Keberadaan korupsi yang dilakukan oleh para oknum abdi negara bukan hanya mencoreng nama baik pemerintah tetapi juga menghantui setiap aspek kehidupan, termasuk keberagamaan.
Mereka yang seharusnya menjadi pelayan masyarakat justru berbalik mengkhianati kepercayaan yang diberikan oleh rakyat.
Jika uang puluhan miliar bahkan triliun rupiah untuk pembangunan sarana dan prasana dikorupsi, dalam hal ini tentu saja rakyat yang paling merasakan dampaknya.
Itulah sebabnya negara dengan angka korupsi yang besar, sulit untuk maju dan mengentaskan kemiskinan. Pemberantasan korupsi akan dapat terwujud, apabila lembaga penegak hukum serta komponen seluruh bangsa ini bersatu memeranginya.

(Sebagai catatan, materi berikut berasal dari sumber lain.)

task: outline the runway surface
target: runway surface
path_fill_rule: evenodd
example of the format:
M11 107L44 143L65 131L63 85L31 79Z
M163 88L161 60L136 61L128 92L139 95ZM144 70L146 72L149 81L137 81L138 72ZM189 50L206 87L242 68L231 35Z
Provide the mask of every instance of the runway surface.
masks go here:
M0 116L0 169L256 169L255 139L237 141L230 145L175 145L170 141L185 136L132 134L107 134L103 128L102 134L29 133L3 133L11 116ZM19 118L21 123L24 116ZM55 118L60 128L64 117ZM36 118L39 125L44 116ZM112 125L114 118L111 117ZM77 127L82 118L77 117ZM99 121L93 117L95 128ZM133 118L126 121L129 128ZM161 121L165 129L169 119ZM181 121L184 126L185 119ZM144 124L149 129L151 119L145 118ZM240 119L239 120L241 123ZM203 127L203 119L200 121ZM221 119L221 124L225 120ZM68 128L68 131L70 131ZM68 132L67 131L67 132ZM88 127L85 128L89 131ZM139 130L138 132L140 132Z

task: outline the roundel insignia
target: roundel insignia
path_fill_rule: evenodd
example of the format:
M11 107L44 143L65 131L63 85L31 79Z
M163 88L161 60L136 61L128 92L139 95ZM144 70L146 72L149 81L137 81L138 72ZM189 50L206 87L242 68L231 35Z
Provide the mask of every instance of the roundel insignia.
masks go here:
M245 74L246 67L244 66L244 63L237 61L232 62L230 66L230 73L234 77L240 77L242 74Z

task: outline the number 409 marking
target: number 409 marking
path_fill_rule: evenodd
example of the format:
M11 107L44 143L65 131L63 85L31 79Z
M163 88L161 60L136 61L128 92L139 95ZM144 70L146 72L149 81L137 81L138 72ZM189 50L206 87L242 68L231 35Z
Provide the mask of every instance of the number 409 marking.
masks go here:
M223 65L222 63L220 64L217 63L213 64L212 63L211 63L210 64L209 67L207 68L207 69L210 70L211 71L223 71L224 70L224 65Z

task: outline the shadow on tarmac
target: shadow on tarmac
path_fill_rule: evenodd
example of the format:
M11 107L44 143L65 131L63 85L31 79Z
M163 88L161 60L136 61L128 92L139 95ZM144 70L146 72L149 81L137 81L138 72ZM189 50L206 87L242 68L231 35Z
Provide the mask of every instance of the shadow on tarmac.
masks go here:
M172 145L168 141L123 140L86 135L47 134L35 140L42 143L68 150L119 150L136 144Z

Dengan terus mengawasi pengelolaan keuangan negara serta menyampaikan informasi, yang faktual, media massa dan masyarakat dapat membantu menciptakan transparansi dan akuntabilitas.
APH Dapat Menindaklanjuti Dugaan Korupsi yang Dilaporkan Melalui Media Massa
Media dan jurnalisme investigatif, memainkan peran penting mengungkap dugaan korupsi. Pelaporan media merupakan sumber deteksi penting, meski belum sepenuhnya dimanfaatkan dalam Tindak Pidana Korupsi (Tipikor).
Pemberitaan di media massa bisa menjadi salah satu sumber informasi guna membantu APH dalam melakukan penyelidikan secara transparan demi tercapainya penegakan hukum yang berkeadilan.
Jaksa Agung ST Burhanuddin menegaskan bahwa, media massa bukan sekadar penyaji informasi, tetapi juga memiliki fungsi strategis sebagai pengontrol sosial dan mitra kritis pemerintah.
Kajagung menggarisbawahi pentingnya pemberitaan yang akurat dan konstruktif, khususnya di era keterbukaan informasi saat ini.